Dans la petite société de Bob Byington, on s’envoie à la tête toutes les horreurs que l’on pense avec une indifférence sereine. L’antipathie est la règle chez ces personnages dont les traits caricaturaux conduisent à l’accumulation de situations allant du petit décalage avec la vraisemblance (le fils de Max vieillit, à l’inverse de son père, mais garde un air juvénile en restant affublé à travers les ans d’une casquette de base-ball ; la seconde femme de Max mange des gressini dans la plupart des scènes, au point que son époux choisi d’en porter régulièrement sur sa tombe après son décès) à un léger penchant pour le fantastique (une valise qui passe de main en main diffuse une étrange lumière lorsqu’elle est entrouverte).
Les différentes situations sont vécues par le personnage avec un égal détachement surligné par la petite musique omniprésente qui surjoue l’aspect « décalé » de la cruauté traitée sur le mode de l’humour corrosif.
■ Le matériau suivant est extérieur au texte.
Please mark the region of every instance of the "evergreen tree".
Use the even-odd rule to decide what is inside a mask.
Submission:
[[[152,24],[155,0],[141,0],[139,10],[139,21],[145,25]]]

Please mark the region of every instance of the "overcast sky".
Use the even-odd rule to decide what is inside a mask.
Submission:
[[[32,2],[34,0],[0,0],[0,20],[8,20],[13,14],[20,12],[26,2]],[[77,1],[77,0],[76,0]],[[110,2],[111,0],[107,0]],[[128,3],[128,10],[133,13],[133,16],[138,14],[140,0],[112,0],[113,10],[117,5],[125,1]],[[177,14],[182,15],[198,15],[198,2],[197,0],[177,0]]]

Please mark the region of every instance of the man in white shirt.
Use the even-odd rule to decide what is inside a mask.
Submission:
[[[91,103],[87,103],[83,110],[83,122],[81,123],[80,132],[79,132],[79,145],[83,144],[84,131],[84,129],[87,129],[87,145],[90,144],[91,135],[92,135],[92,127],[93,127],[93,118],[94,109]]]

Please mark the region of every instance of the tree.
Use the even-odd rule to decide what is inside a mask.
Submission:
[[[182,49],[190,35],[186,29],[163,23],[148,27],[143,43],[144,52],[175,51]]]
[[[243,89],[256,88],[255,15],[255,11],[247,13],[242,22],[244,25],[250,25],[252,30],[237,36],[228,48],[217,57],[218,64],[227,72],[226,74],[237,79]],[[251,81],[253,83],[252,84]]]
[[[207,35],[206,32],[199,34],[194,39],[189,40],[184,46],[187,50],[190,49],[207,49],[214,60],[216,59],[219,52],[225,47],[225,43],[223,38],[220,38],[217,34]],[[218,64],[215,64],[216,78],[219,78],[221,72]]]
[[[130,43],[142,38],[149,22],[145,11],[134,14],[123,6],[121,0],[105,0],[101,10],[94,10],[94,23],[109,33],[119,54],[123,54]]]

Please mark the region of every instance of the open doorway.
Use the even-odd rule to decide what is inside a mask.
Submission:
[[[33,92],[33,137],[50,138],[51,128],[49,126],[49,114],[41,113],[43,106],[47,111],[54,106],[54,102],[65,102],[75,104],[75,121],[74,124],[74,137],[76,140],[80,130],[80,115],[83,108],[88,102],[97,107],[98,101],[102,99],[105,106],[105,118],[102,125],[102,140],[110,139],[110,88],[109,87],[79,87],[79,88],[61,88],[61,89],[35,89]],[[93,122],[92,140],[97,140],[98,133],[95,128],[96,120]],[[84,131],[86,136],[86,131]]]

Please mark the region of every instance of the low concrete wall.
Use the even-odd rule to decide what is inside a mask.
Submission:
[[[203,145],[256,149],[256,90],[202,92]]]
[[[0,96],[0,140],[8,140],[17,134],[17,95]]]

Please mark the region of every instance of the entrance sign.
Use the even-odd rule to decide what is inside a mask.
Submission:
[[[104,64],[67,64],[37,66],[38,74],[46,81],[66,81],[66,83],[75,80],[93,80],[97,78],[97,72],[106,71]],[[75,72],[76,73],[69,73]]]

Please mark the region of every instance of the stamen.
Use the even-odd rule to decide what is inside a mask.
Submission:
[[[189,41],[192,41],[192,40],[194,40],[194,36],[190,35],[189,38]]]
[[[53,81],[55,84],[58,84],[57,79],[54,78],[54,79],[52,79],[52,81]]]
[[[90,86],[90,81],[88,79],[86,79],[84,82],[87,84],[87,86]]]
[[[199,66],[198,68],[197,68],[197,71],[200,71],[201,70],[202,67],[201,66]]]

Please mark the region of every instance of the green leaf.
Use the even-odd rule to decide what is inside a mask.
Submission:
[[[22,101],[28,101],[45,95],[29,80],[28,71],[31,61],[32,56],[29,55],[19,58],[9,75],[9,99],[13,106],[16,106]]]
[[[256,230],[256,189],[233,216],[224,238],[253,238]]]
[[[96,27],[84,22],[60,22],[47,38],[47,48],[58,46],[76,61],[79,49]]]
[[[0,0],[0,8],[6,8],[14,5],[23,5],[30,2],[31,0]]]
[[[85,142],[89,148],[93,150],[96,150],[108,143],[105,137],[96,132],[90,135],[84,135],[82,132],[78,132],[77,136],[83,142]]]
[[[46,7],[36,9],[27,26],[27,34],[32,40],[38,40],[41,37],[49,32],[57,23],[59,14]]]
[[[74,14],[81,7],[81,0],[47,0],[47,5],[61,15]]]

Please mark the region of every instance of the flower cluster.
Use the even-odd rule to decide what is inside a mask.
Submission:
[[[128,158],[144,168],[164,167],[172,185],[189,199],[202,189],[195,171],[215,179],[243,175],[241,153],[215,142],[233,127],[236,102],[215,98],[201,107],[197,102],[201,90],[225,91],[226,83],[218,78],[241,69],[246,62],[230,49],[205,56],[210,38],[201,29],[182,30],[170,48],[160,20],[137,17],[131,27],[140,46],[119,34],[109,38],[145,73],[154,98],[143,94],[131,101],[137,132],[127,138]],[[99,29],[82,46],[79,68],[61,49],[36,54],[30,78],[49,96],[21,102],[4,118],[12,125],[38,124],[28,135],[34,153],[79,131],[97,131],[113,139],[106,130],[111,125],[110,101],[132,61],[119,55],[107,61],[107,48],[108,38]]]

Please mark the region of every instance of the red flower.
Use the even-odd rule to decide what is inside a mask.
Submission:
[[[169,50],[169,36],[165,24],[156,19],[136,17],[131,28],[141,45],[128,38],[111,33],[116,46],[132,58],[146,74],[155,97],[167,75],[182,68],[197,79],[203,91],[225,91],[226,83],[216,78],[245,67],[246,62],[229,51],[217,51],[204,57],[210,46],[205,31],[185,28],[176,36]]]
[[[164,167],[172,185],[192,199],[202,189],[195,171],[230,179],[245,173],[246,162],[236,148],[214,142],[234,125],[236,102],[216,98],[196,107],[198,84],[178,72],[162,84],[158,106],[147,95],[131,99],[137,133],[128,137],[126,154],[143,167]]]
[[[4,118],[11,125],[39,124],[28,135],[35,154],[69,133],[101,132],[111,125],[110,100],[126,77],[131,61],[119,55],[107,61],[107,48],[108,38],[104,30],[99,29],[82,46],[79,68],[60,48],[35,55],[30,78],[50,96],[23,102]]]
Le montage de scénettes relativement indépendantes offre une succession de bons mots à prendre comme des sketches ponctués d’aphorismes : décalage du langage familier dans la scène où des clients du restaurant où il travaille demandent à Max de ne pas les appeler « Vous autres » (« You guys »), ou décalage avec la bienséance dans le toast déplacé que porte Sal, en qualité de témoin, au mariage de son ami.
Dans la galerie de personnages aussi pathétiques que lui avec lesquels il entretient des relations teintées d’ennui et d’opportunisme, Max rencontre un potentiel premier client à son snack Pizza and Ice. Il s’agit d’Alex Ross Perry, invité dans le film, comme Bob Byington faisait une apparition de prof de fac arrogant et insensible dans The Color Wheel. Les deux cinéastes partagent, en plus de leur chef opérateur Sean Price Williams, le goût pour les personnages antipathiques de losers, pour les situations incongrues et une vision cruelle des relations sociales. Ils choisissent tous deux une forme qui ne se fait pas oublier. Mais là où Perry a fait le choix de filmer en pellicule 16 mm noir et blanc et caméra portée, des dialogues qui s’échangent à toute vitesse entre lui-même et la comédienne de stand-up Carlen Altman, Bob Byington préfère la rareté des mots, la fixité et la symétrie du cadre, le vide des décors. Les mariages et les enterrements, ces temps forts de la vie, structurent le récit avec un absolu détachement. Au risque de faire de cette raréfaction une vacuité.